Among social media’s ravenous rabble of injustice-seekers was Sporf, who went one further and tweeted to their 1.3 million followers that the banner read: “Keep our traditions the same and don’t sign black players”.

RT

Poor Russian translation could be forgiven and a blatant lie might have been laughed off as typically poor reporting, if it hadn’t come from a highly influential sports fan platform whose clients include Team GB, Sky Bet and Bundesliga.

This seems to have been the result of a game of "Chinese whispers," as earlier other accounts had done the same thing, quoting the same half-poorly-translated, half-non-existent message and then pinging around the usual virtue-signalling one-liners such as “horrific” and “disgusting”.

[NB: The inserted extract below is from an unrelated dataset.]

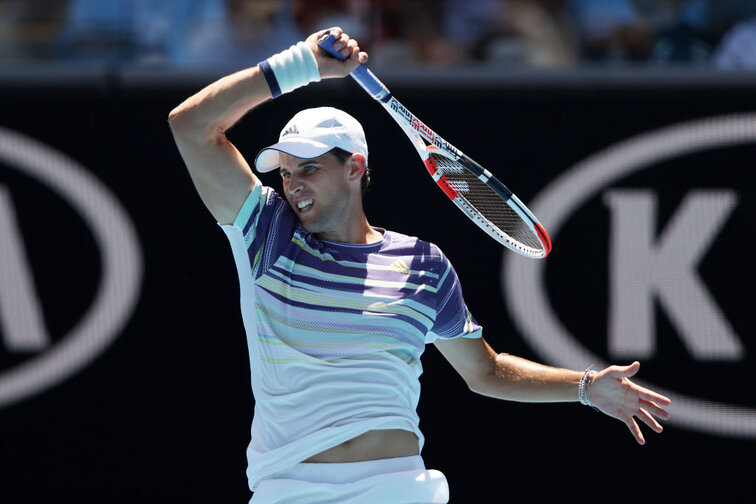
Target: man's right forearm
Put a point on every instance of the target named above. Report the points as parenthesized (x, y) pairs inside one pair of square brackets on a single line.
[(220, 105)]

Sporf’s tweet was eventually deleted but not before Zenit could laconically respond by denouncing it as “fake news.”Other tweets from accounts totaling close to one million subscribers weren’t so quick to admit defeat. The damage had already been done by the sheer number of likes and interactions. Opinions had been formed, conclusions drawn, however right or wrong.

It would of course be myopic to claim racism in Russian football doesn’t exist, just as it would be to ignore Moise Kean’s treatment from rival Italian fans, or monkey chants directed at England players in Montenegro, both instances occurring mere months ago.

The traditions mentioned in the banner can appear to be a reference to the manifesto of Zenit fan group ‘Landscrona’, which talks about promoting investment in local youth, avoiding expensive transfers of players from abroad, and preventing “the people’s game” from becoming “purely business”.

Is this really something shocking, or even new? When La Liga side Athletic Bilbao adopt a recruitment strategy that adheres to the unwritten rule they must exclusively recruit players either born or raised in the Basque country, or are the product of a local club, in order to preserve Basque nationalism, that is celebrated as a success and philosophy of breeding local talent.

RT

Through no fault of his own, Malcom became the player for which Zenit broke the Russian transfer record for the third time. The club had twice previously paid the same amount for Axel Witsel and Hulk - two stars who commanded big wages, only to leave for China in big-money deals.

Any similar transfer would make any fan clinging desperately to distant traditions wary of similar acquisitions and further movement away from their perception of the club’s identity.

Combating racism in football seems like a never-ending battle to eliminate a poisonous minority who are given voices by simply turning up at the world's biggest sporting arenas and spouting vitriol, when their views should be deprived of oxygen at the source. But when fans have such voices invented for them by having words put in their mouths, that battle is made ever harder to win.